The Trade and Tariff Act of 1984 (P.L. 98-573) clarified the conditions under which unfair trade cases under Section 301 of the Trade Act of 1974 (P.L. 93-618) can be pursued. It also provided bilateral trade negotiating authority for the U.S.-Israel Free Trade Agreement and the U.S.-Canada Free Trade Agreement, and set out procedures to be followed for congressional approval of future bilateral trade agreements.

The bill was sponsored by Democrat Sam Gibbons (FL-7) and was signed into law by President Ronald Reagan on October 30, 1984.

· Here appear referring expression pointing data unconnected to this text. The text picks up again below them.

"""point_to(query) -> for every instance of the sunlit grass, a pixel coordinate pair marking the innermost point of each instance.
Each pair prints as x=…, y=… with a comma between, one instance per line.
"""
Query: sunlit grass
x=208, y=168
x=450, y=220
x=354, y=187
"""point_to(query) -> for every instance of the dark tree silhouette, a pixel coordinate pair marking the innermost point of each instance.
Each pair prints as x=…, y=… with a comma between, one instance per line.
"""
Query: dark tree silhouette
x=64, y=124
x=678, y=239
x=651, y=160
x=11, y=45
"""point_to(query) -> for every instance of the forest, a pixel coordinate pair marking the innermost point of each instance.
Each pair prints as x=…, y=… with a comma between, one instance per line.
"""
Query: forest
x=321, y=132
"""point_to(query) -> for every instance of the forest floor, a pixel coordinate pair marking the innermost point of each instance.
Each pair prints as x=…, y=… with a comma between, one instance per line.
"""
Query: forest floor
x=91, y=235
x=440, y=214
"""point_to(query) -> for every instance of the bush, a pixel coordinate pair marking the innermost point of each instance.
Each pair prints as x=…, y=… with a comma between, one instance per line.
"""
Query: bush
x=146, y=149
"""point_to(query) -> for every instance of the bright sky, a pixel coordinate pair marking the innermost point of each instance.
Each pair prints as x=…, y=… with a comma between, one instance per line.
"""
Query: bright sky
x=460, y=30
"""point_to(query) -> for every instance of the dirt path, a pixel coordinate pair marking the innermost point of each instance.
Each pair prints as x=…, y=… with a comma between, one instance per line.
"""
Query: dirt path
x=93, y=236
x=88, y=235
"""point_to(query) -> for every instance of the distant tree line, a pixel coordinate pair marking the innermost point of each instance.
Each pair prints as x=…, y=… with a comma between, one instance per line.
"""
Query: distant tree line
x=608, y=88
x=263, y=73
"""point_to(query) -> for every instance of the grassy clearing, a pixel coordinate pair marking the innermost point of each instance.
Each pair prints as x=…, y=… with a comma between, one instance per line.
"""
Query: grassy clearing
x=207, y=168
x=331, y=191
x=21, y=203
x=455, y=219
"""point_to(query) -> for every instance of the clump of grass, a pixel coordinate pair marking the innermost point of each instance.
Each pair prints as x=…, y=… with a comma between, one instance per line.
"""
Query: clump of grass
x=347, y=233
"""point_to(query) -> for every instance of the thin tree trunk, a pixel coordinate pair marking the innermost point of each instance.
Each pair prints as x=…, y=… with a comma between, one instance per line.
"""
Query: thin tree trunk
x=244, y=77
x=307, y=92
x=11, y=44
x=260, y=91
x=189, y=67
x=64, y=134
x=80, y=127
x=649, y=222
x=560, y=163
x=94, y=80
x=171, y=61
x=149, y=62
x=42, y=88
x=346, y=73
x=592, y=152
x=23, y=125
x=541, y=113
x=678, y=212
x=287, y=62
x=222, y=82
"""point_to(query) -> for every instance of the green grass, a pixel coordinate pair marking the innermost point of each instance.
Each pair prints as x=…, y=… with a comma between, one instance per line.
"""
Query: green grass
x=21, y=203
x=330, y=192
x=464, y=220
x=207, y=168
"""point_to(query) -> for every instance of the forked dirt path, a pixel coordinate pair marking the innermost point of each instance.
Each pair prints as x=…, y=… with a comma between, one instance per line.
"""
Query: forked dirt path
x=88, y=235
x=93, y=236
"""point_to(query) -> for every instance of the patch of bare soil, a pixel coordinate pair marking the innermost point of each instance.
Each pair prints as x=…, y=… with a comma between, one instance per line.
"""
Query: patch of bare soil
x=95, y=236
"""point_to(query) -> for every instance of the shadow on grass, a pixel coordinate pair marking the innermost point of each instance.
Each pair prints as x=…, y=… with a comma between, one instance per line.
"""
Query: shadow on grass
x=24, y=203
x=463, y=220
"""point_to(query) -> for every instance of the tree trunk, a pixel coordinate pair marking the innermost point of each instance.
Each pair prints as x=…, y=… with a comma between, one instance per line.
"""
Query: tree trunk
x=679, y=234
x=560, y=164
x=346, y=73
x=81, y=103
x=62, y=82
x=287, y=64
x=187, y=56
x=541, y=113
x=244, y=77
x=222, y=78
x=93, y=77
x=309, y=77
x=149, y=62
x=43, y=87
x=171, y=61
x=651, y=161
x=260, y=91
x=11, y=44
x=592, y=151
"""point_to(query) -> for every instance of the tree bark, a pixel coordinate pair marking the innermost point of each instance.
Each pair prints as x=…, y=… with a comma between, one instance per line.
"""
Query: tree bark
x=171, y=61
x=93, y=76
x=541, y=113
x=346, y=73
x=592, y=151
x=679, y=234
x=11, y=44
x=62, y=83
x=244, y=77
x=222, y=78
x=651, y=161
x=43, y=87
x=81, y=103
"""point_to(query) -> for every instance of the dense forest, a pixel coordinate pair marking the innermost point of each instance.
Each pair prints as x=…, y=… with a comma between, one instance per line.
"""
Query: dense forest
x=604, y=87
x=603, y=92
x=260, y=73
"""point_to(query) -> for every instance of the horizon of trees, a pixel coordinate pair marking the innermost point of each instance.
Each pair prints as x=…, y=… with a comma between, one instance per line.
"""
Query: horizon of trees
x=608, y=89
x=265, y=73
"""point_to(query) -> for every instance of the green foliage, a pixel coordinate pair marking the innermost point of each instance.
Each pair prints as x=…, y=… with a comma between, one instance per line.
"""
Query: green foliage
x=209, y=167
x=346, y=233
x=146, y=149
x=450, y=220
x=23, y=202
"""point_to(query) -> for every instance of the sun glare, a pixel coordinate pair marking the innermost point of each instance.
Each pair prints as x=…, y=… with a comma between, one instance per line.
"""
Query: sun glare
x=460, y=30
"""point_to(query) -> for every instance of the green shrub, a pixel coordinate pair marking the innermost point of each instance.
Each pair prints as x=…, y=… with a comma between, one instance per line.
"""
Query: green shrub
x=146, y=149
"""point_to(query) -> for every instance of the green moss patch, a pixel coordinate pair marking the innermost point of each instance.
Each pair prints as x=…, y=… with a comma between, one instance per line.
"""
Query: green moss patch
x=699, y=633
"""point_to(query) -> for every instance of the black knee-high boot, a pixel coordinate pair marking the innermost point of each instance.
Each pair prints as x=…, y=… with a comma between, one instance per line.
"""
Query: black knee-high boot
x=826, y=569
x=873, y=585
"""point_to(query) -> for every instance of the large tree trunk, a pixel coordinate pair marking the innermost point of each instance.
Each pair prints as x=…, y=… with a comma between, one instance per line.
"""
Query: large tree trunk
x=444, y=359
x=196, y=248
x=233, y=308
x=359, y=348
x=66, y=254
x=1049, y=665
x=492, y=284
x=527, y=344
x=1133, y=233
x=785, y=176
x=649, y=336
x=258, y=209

Congressional gatekeeping 
A key feature of the legislation was its modification of the 1974 Trade Act's Fast track authority, incorporating a "committee gatekeeping" device.  Congress opted to adapt the fast-track procedure to possible bilateral free-trade agreements with nations other than Israel.  Going forward, the procedure provided that if a country other than Israel requested free-trade negotiations with the United States, the President would be required to notify two "gatekeeper" committees – the House Ways and Means and the Senate Finance committees – and to consult with those committees for a period of 60 legislative days before giving the statutorily required 90-day notice of his intent to sign an agreement.  If neither committee disapproved of the negotiations during this 60-day committee consultation period, any subsequently negotiated agreement would receive fast-track legislative consideration.  The 1984 Act thus greatly increased the influence of Congress in negotiating trade agreements.  For example, the 60-day pre-negotiation consultation period with the two committees secured their involvement in the Canada-United States Free Trade Agreement negotiations months before formal talks began, allowing Congress to extract concessions from the President as a condition of letting negotiations proceed.